In terms of the business ramifications, at Joyent we have long been believers in open source as a business model; as the leaders of the node.js and SmartOS projects, we have seen the power of open source to start new conversations, open up new markets and (importantly) yield new customers. Ten years ago, I wrote that open source is “a loss leader — minus the loss, of course”; after a decade of experience with open source business models, I would add that open source also serves as sales outreach without cold calls, as a channel without loss of margin, and as a marketing campaign without advertisements. But while we have directly experienced the business advantages of open source, we at Joyent have also lived something of a dual life: node.js and SmartOS have been open source, but the distributed systems that we have built using these core technologies have remained largely behind our walls. So that these systems are now open source does not change the fundamentals of our business model: if you would like to consume SmartDataCenter or Manta as a service, you can spin up an instance on the public cloud or use our Manta storage service.
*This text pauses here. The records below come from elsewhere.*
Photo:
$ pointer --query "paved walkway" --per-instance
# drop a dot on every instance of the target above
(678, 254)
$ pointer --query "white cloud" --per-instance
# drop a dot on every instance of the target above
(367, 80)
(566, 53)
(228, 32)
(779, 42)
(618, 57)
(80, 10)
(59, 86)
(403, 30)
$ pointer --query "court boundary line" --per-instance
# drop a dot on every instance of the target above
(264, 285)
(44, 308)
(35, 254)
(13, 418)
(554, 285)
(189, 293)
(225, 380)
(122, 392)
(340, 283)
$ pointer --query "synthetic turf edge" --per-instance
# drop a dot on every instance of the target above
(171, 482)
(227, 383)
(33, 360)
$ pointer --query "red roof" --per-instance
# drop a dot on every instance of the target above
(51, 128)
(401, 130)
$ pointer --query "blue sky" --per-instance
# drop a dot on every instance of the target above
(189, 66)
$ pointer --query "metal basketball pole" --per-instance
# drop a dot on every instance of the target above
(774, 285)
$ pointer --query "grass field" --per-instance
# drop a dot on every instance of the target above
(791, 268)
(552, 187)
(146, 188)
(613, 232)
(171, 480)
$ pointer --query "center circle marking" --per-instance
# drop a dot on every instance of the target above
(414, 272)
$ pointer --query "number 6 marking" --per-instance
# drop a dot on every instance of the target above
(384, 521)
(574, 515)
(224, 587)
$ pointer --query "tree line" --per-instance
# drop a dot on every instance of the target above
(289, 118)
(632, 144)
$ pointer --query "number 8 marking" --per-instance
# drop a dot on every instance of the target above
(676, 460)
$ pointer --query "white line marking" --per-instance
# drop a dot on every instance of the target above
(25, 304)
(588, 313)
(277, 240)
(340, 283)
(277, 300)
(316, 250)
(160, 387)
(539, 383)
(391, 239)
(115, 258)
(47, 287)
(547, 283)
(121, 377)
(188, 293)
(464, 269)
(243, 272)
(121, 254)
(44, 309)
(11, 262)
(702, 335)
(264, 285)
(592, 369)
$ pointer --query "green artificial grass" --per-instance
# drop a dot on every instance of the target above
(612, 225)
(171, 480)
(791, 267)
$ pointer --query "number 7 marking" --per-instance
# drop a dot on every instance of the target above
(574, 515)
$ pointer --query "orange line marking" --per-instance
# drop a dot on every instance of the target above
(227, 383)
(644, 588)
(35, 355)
Similarly, if you want a support contract and/or professional services to run either SmartDataCenter or Manta on-premises, we’ll sell them to you. Based on our past experiences with open source, we do know that there will be one important change: these technologies will find their way into the hands of those that we have no other way of reaching — and that some fraction of these will become customers. Also based on past experience, we know that some (presumably much smaller) fraction of these new technologists will — by merits of their interest in and contributions to these projects — one day join us as engineers at Joyent. Bluntly, open source is our farm system, and broadening our hiring channel during a blazingly hot market for software talent is playing no small role in our decision here. In short, this is not an act of altruism: it is a business decision — if a multifaceted one that we believe has benefits beyond the balance sheet.
Welcome to open source SDC and Manta — and long-live the container revolution!